Egan told the Bristol Post that his family “bounced around temporary accommodation” and stayed with friends when they lost their home while he was growing up.

“I don’t share that as a sob story, but more to show that I have that lived experience of what it’s like,” he said.

“I’ve taken that into being the mayor of Lewisham, and made sure that we do the bread and butter well. You can focus on the ‘sexy’ things of local politics, like getting tall, shiny buildings built, or you can focus on the bread and butter – things like adult social care, child welfare, special needs education, schools, affordable homes. We’ve made a real focus in Lewisham of narrowing the definition of affordable housing so that it really is affordable, and not just what developers want to call it. That’s something I’ll take to be the MP here, if I can.”
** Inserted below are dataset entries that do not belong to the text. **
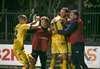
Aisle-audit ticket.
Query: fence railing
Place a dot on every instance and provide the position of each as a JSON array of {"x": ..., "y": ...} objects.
[{"x": 9, "y": 20}]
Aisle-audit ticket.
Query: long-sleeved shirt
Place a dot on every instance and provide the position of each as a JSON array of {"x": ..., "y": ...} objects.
[{"x": 69, "y": 28}]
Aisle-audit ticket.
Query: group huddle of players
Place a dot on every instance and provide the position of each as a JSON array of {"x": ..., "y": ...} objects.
[{"x": 65, "y": 36}]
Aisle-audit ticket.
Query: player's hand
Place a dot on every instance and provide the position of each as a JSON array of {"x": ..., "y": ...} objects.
[{"x": 61, "y": 20}]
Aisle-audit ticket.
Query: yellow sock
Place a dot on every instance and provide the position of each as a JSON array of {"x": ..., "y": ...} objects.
[
  {"x": 24, "y": 68},
  {"x": 52, "y": 64},
  {"x": 64, "y": 64},
  {"x": 72, "y": 66},
  {"x": 61, "y": 66}
]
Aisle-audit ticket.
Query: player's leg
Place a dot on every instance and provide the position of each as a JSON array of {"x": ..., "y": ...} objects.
[
  {"x": 75, "y": 57},
  {"x": 62, "y": 47},
  {"x": 53, "y": 53},
  {"x": 81, "y": 56},
  {"x": 35, "y": 56},
  {"x": 43, "y": 59},
  {"x": 69, "y": 57},
  {"x": 53, "y": 60}
]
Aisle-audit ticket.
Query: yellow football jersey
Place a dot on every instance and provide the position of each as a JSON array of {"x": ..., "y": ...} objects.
[
  {"x": 20, "y": 34},
  {"x": 56, "y": 24}
]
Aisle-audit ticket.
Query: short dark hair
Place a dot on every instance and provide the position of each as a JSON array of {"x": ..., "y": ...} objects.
[
  {"x": 65, "y": 9},
  {"x": 75, "y": 12},
  {"x": 45, "y": 18}
]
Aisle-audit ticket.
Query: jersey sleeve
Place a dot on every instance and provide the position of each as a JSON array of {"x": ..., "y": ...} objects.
[{"x": 25, "y": 26}]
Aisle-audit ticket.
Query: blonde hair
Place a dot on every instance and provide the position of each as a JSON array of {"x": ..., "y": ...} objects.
[{"x": 22, "y": 17}]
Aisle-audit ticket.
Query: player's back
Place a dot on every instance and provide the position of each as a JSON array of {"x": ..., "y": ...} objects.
[
  {"x": 20, "y": 34},
  {"x": 57, "y": 25}
]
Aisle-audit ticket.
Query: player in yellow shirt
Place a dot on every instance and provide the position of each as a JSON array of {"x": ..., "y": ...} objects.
[
  {"x": 19, "y": 36},
  {"x": 58, "y": 41}
]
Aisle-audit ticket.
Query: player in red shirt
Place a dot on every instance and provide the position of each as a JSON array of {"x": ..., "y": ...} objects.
[{"x": 41, "y": 41}]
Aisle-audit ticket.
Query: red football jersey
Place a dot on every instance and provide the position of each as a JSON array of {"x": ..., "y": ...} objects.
[{"x": 41, "y": 39}]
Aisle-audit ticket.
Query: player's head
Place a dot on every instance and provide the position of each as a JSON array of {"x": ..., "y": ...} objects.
[
  {"x": 74, "y": 14},
  {"x": 44, "y": 21},
  {"x": 22, "y": 19},
  {"x": 64, "y": 12}
]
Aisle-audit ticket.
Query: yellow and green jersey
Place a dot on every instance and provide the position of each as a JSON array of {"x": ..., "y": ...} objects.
[
  {"x": 20, "y": 34},
  {"x": 56, "y": 24}
]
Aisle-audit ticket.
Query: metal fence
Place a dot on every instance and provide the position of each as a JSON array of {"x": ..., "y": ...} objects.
[
  {"x": 9, "y": 20},
  {"x": 92, "y": 26}
]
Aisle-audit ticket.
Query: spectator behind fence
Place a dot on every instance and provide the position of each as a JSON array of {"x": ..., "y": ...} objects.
[{"x": 75, "y": 32}]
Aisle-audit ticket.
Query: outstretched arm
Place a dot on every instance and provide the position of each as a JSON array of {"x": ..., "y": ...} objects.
[{"x": 69, "y": 30}]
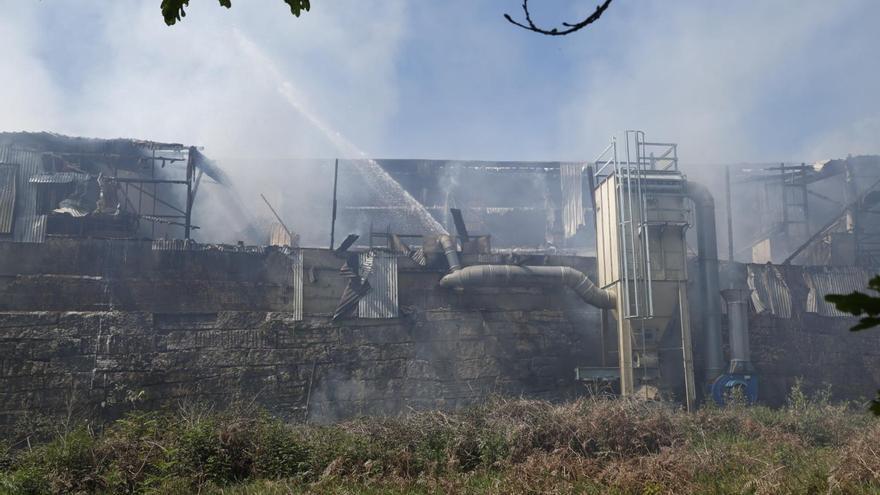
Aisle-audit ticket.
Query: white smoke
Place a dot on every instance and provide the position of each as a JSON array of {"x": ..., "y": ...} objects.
[{"x": 728, "y": 81}]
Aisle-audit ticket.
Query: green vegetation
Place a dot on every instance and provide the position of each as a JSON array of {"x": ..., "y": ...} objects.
[{"x": 504, "y": 446}]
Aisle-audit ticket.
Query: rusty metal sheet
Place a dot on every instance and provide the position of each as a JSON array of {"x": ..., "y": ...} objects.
[
  {"x": 770, "y": 292},
  {"x": 28, "y": 225},
  {"x": 824, "y": 280},
  {"x": 571, "y": 177},
  {"x": 382, "y": 299},
  {"x": 58, "y": 178},
  {"x": 31, "y": 228},
  {"x": 296, "y": 265},
  {"x": 7, "y": 196}
]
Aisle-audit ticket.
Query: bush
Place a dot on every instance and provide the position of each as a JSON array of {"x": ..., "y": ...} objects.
[{"x": 503, "y": 446}]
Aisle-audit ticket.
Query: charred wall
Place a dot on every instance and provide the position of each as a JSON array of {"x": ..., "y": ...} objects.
[{"x": 88, "y": 323}]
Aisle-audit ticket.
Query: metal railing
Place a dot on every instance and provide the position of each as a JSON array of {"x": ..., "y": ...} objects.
[{"x": 632, "y": 225}]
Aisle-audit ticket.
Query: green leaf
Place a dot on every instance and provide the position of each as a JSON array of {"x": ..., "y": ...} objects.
[
  {"x": 297, "y": 6},
  {"x": 172, "y": 10}
]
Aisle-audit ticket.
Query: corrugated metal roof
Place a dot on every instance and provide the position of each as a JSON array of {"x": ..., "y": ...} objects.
[
  {"x": 571, "y": 176},
  {"x": 173, "y": 245},
  {"x": 7, "y": 196},
  {"x": 770, "y": 292},
  {"x": 824, "y": 280},
  {"x": 29, "y": 227},
  {"x": 296, "y": 258},
  {"x": 381, "y": 301},
  {"x": 58, "y": 178}
]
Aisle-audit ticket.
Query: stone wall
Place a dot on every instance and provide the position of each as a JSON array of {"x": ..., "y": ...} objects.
[{"x": 91, "y": 324}]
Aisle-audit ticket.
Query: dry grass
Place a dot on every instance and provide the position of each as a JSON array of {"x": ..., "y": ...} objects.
[{"x": 504, "y": 446}]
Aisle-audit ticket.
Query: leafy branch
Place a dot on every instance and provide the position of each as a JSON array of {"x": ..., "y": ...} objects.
[
  {"x": 568, "y": 28},
  {"x": 858, "y": 304},
  {"x": 866, "y": 306},
  {"x": 173, "y": 10}
]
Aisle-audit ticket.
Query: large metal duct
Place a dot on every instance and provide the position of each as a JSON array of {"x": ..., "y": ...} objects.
[
  {"x": 530, "y": 276},
  {"x": 709, "y": 287},
  {"x": 450, "y": 249}
]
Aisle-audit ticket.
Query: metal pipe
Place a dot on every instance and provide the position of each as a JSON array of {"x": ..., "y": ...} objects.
[
  {"x": 738, "y": 330},
  {"x": 530, "y": 276},
  {"x": 333, "y": 212},
  {"x": 450, "y": 249},
  {"x": 709, "y": 288}
]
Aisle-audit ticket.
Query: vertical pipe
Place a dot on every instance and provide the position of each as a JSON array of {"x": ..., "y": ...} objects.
[
  {"x": 730, "y": 269},
  {"x": 737, "y": 318},
  {"x": 333, "y": 214},
  {"x": 707, "y": 254},
  {"x": 189, "y": 173}
]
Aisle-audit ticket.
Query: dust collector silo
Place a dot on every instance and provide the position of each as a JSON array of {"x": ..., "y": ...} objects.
[{"x": 641, "y": 220}]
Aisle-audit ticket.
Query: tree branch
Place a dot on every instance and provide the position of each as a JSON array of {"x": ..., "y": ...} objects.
[{"x": 569, "y": 28}]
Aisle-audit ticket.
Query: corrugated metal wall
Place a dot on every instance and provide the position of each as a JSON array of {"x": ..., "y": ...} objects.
[
  {"x": 571, "y": 176},
  {"x": 381, "y": 301},
  {"x": 29, "y": 226},
  {"x": 296, "y": 258},
  {"x": 7, "y": 196},
  {"x": 769, "y": 291},
  {"x": 822, "y": 281}
]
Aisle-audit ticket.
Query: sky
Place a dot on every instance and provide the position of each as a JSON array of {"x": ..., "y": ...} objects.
[{"x": 751, "y": 80}]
Egan will need to get onto a longlist of candidates, before a committee of party of party officials whittles it down to a shortlist of four candidates. Local Labour members will then vote on who they want to have as their candidate.

One of Egan’s former colleagues in SE London, the former Lewisham East MP Heidi Alexander, was picked to be the candidate for South Swindon last year, but Greenwich councillor Chris Lloyd pulled out of the race for North Swindon after also being picked. Kevin Bonavia, a former Blackheath councillor and cabinet member in Lewisham, is standing in Stevenage.

Story updated at 2.20pm to clarify that Egan has moved to Bristol for the campaign and to quote him on his plans for running Lewisham.